[Fenwick’s Career by Mrs. Humphry Ward]@TWC D-Link bookFenwick’s Career CHAPTER V 35/53
Little as Fenwick talked about Madame de Pastourelles, Phoebe understood perfectly that she was a woman of high education and refinement, and that her stored and subtle mind was at once an attraction and a cause of humiliation to John.
And through his rare stories of the Findon household and the Findon dinner-parties, the wife dimly perceived a formidable world, bristling with strange acquirements and accomplishments, in which he, perhaps, was beginning to find a place, thanks to his art; while she, his obscure and ignorant wife, must resign herself to being for ever shut out from it--to knowing it from his report only.
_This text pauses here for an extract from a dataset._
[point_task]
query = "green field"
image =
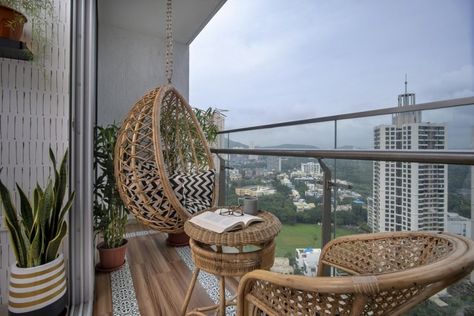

How could she ever hold her own with such people? He would talk with them, paint them, dine with them, while she sat at home--Carrie's nurse, and the domestic drudge. And yet she was of that type which represents perhaps the most ambitious element in the lower middle class.
It had been a great matter that she, a small farmer's daughter, should pass her examinations and rise to be a teacher in Miss Mason's school.
She had had her triumphs and conceits; had been accustomed to think herself clever and successful, to hold her head high amongst her schoolmates. Whereas now, if she tried to talk of art or books, she was hotly aware that everything she said was, in John's eyes, pretentious or absurd.